As a Lead MLOps Engineer, you will play a pivotal role in building scalable and reliable machine learning infrastructure for enterprise-grade applications. We are looking for a Lead Data Engineer with strong exposure to MLOps practices, ideally someone with a core data engineering background who has worked on large-scale data platforms. This is a hybrid role that blends big data engineering with end-to-end model lifecycle management- from development and deployment to monitoring and retraining. The ideal candidate will bring hands-on experience with Databricks, PySpark, and the orchestration of production-grade ML pipelines, enabling efficient and resilient solutions in dynamic, data-driven environments.
Roles and Responsibilities
- Design and implement distributed data processing pipelines using PySpark.
- Collaborate with business architects and stakeholders to design scalable data and ML workflows.
- Optimize performance of Spark applications through tuning, resource management, and caching strategies.

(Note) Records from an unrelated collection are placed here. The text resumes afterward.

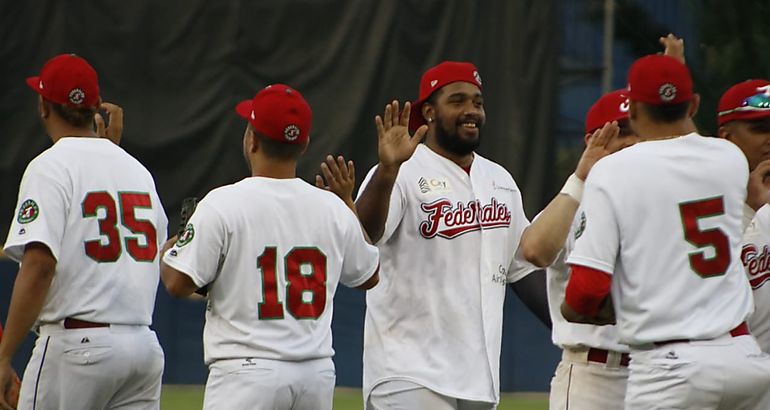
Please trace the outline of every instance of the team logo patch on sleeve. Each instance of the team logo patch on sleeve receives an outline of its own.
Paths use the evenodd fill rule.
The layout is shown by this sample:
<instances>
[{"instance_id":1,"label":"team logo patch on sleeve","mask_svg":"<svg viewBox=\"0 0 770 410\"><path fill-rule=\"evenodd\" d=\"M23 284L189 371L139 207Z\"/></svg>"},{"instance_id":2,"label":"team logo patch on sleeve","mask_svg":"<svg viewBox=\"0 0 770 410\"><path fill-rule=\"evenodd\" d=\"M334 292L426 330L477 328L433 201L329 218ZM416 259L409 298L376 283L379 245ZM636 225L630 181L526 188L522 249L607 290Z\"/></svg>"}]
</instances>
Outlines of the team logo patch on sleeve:
<instances>
[{"instance_id":1,"label":"team logo patch on sleeve","mask_svg":"<svg viewBox=\"0 0 770 410\"><path fill-rule=\"evenodd\" d=\"M19 221L20 224L28 224L37 219L38 215L40 215L40 208L38 208L37 203L31 199L27 199L22 202L21 207L19 208L19 216L16 217L16 220Z\"/></svg>"},{"instance_id":2,"label":"team logo patch on sleeve","mask_svg":"<svg viewBox=\"0 0 770 410\"><path fill-rule=\"evenodd\" d=\"M184 228L184 232L182 232L182 234L179 235L179 239L176 240L176 246L181 248L182 246L192 242L194 237L195 228L192 226L192 224L187 224L187 226Z\"/></svg>"},{"instance_id":3,"label":"team logo patch on sleeve","mask_svg":"<svg viewBox=\"0 0 770 410\"><path fill-rule=\"evenodd\" d=\"M586 213L580 212L580 224L575 229L575 239L580 238L586 230Z\"/></svg>"}]
</instances>

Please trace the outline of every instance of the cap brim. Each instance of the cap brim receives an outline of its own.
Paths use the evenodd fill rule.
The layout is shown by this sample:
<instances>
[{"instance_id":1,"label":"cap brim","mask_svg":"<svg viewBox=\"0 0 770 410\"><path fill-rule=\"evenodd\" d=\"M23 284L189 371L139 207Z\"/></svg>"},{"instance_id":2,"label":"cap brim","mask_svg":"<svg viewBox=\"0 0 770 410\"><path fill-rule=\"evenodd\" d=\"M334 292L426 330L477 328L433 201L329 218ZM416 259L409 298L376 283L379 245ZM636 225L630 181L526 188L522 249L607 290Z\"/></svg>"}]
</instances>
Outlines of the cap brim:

- Debug long-running Spark jobs using Spark UI; address OOM errors, data skew, shuffle issues, and job retries.
- Manage model deployment workflows using tools like MLflow for tracking, versioning, and registry.
- Build and maintain CI/CD pipelines for both data and ML workflows.
- Containerize applications using Docker and orchestrate using tools like Kubernetes.
- Monitor production models, manage retraining workflows, and handle dependency management.
- Contribute to clean, collaborative Git workflows with practices such as branching, rebasing, and PR reviews.
- Work across teams to ensure models are production-ready, scalable, and aligned with business goals.
- Develop and orchestrate big data workflows on Databricks.
- Work on at least one cloud platform (preferably Azure) for scalable data and ML solutions.
Required Skills and Experience:
- Proficient in PySpark, with strong experience in Spark performance tuning and optimization.
- Strong expertise in Databricks for development, orchestration, and job monitoring.
- Working knowledge of MLflow or similar tools for model lifecycle management.
- Proficient in Python and SQL.
- Deep understanding of distributed data systems, job scheduling, and fault tolerance.
- Experience in working with structured/unstructured data formats like Parquet, Delta, and JSON.
- Familiarity with feature stores, model monitoring, drift detection, and automated retraining workflows.
- Strong command over Git and version control in multi-developer environments.
- Experience with CI/CD tools for data and ML pipelines.
- Knowledge of containerization (Docker) and orchestration (Kubernetes) is a plus.
- Experience with at least one major cloud platform (Azure preferred, or AWS/GCP).